Les affluences dans les stades sont encore faibles. Seule une dizaine de rencontres de D1 attirent plus de 2 000 spectateurs au cours d'une saison. En Ligue 1, la moyenne est supérieure à 20 000 spectateurs par match, soit dix fois plus. Le football féminin souffre donc d'un déficit d'attractivité. Je disais tout à l'heure que les droits télévisuels du football féminin ont atteint un million d'euros annuel. Dans le football masculin, les droits télévisuels du cycle 2020-2024 ont franchi le milliard d'euros. La différence est donc particulièrement importante. Les chiffres parlent d'eux-mêmes.

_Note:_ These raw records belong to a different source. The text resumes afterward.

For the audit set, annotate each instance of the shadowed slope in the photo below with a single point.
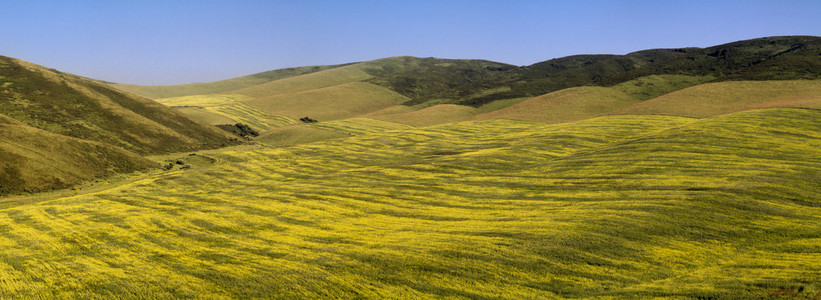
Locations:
(566, 105)
(437, 114)
(619, 206)
(329, 103)
(73, 106)
(347, 74)
(32, 159)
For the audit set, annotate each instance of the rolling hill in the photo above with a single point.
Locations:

Toutefois, la France n'est absolument pas une exception. Tous les pays d'Europe et du monde rencontrent ce même écart entre les pratiques du football professionnel masculin et féminin. Force est pourtant de constater que certains pays sont plus avancés que d'autres en la matière. Je pense notamment aux États-Unis, où le soccer est presqu'exclusivement pratiqué par les femmes. Il s'agit d'un héritage historique. Le football féminin a contribué à améliorer la visibilité du football (soccer) aux États-Unis. Culturellement, les garçons étaient orientés vers le football américain et le basket. Les filles, pour leur part, étaient encouragées à pratiquer le soccer. Cela est lié à la dangerosité de la pratique du football américain, qui engendre notamment des traumatismes crâniens. Il est d'ailleurs intéressant de souligner qu'un nombre croissant de parents orientent désormais leurs garçons vers le soccer pour cette raison. Le soccer n'est donc plus réservé uniquement aux filles et la pratique masculine augmente.
Le modèle professionnel aux États-Unis est différent du système français, puisqu'il existe plusieurs ligues nationales et régionales. En outre, un championnat féminin entièrement professionnel a été créé en 2001. Nous avons donc pratiquement vingt ans de retard sur les États-Unis. L'équipe nationale y est très performante, avec plusieurs victoires en Coupe du monde et des médailles d'or olympiques. Les matchs sont fortement suivis, ce qui nous montre qu'il n'y a pas de fatalité. La dernière finale du Mondial, qui a confronté en 2015 les équipes des États-Unis et du Japon, a été suivie par 25 millions de téléspectateurs américains.
Du côté européen, l'Allemagne compte un million de femmes licenciées, même si la manière de compter les licenciés diffère de celle de la France. Le championnat professionnel allemand est plutôt homogène, avec au moins quatre équipes qui luttent pour le titre chaque année. L'équipe nationale a déjà remporté deux Coupes du monde. La victoire de la Coupe du monde de 2003 a été un élément déclencheur pour susciter des vocations. Par conséquent, si la France remporte une étoile, il est évident que cela participera à la progression du football féminin.
Il serait possible de disserter longuement sur les raisons pour lesquelles le football féminin français n'a pas encore vraiment pris son envol. Je me contenterai d'en évoquer trois.
Je pense qu'il existe en premier lieu un frein culturel. La pratique du football pour les petites filles est récente en France. J'ai 50 ans et j'ai grandi à la campagne. Les petites filles faisaient traditionnellement de la danse à la MJC locale ou du tennis. Le football était réservé aux garçons. Il y a donc un frein culturel, même si les mentalités évoluent. L'autocensure des femmes et des filles vis-à-vis de la pratique du football évolue également.
En outre, j'identifie un frein socioéconomique, car nous n'avons pas suffisamment de sponsors et de diffuseurs qui permettent de développer économiquement la pratique du football professionnel à haut niveau pour les femmes.
Enfin, un frein symbolique persiste. En effet, les petites filles manquent de modèles d'identification. Nous avons Amandine Henry ou Laure Boulleau, mais ces jeunes égéries restent rares.
Il nous reste donc un travail significatif à mener. La Fédération et la Ligue y contribuent, car il est essentiel d'améliorer l'égalité hommes-femmes.